Visioni

Era una bugia

Alfonso Pascale

Da oggi in Europa le quote latte non ci sono più. Dopo 31 anni si chiude finalmente una vicenda molto controversa per le nostre campagne dall’esito disastroso: sono decine di migliaia le stalle chiuse e diversi miliardi di euro le multe pagate e da pagare.
Si tratta di uno strumento di politica agricola comunitaria che ha imposto agli allevatori europei un prelievo finanziario per ogni chilogrammo di latte prodotto oltre un limite stabilito, chiamato appunto “quota”.

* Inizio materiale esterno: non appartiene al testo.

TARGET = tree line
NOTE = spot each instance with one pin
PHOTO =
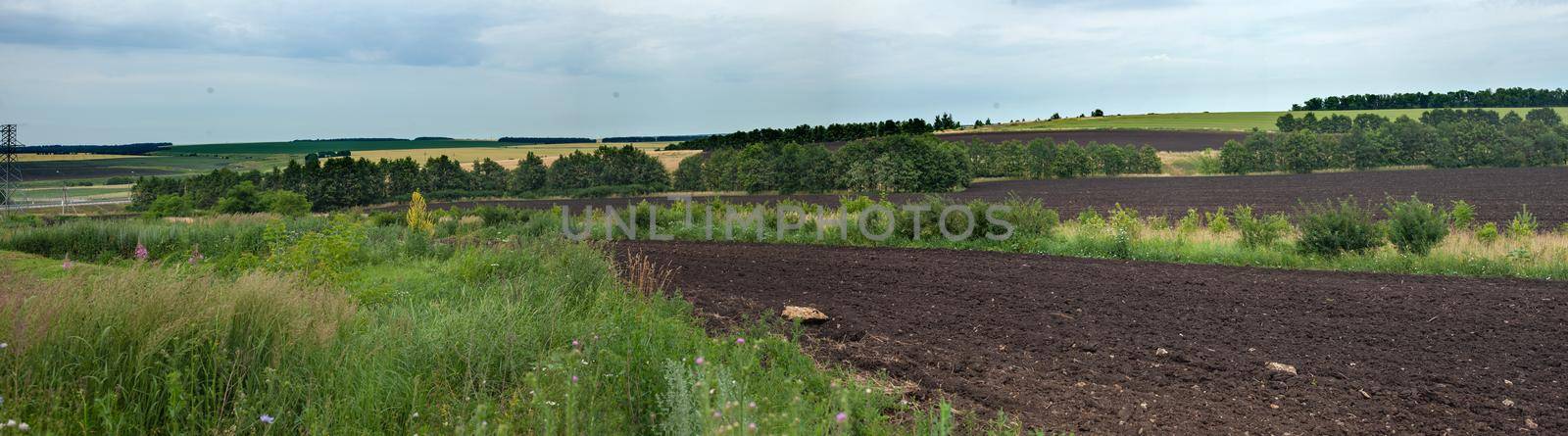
(345, 180)
(807, 133)
(883, 164)
(1442, 138)
(1501, 98)
(1047, 159)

Fu introdotto con un regolamento comunitario del 31 marzo 1984.
La quota per l’Italia fu definita prendendo a riferimento la produzione di latte realizzata nel 1983. Fu il governo a indicarla, fornendo però alla Commissione europea un dato sbagliato per difetto. Quando fu chiaro che era stato commesso un errore madornale, il ministro dell’agricoltura dell’epoca, Filippo Maria Pandolfi, assicurò che le multe non sarebbero mai state applicate all’Italia, un Paese il cui fabbisogno superava di gran lunga la produzione. Arrivò persino a dire che c’era un “accordo tacito” per escludere il nostro Paese dall’applicazione di eventuali sanzioni dissuasive. Era una bugia. Ed era questo il modo con cui la classe dirigente riteneva di far parte delle istituzioni europee. Negli anni successivi il conto arrivò e fu molto salato.

Tra le organizzazioni agricole si distinse solo la Confcoltivatori (in seguito CIA) nel sostenere fin dall’inizio una limpida posizione di netta contrarietà al sistema delle quote latte. L’8 novembre dell’anno precedente avevamo organizzato una “marcialonga” a Bruxelles a cui parteciparono 20 mila agricoltori per scongiurare il varo di tale misura. Eravamo convinti che il sistema delle quote avrebbe portato al dirigismo amministrativo più folle e autoritario da infiacchire lo spirito imprenditoriale dei nostri allevatori. E nello stesso tempo, applicandosi indifferentemente a paesi eccedentari e a paesi deficitari (come il nostro), avrebbe cristallizzato gli squilibri tra le diverse aree territoriali e rinnegato così uno dei principi basilari del Trattato di Roma.

Lo strumento delle quote si è rivelato del tutto inadeguato a ridurre le eccedenze produttive nei Paesi nord-europei. Non a caso è stato mantenuto per oltre tre decenni. Ed è stato deleterio per un Paese come l’Italia, caratterizzato da un insufficiente livello di autoapprovvigionamento di prodotti della zootecnia bovina e lattiero-casearia.
Negli anni successivi continuammo ad insistere per abbattere le eccedenze produttive non già con le quote ma attraverso la modulazione dei prezzi indicativi, di intervento e il superamento della «garanzia» illimitata. Ritenevamo che gli squilibri strutturali andavano rimossi sostenendo la qualità delle produzioni e dei processi, irrobustendo le politiche territoriali di sviluppo e rafforzando i programmi di ricerca, sperimentazione e innovazione tecnologica.

Contro le quote latte facemmo tante iniziative. Il Presidente della CIA, Giuseppe Avolio, si spese molto su questo tema.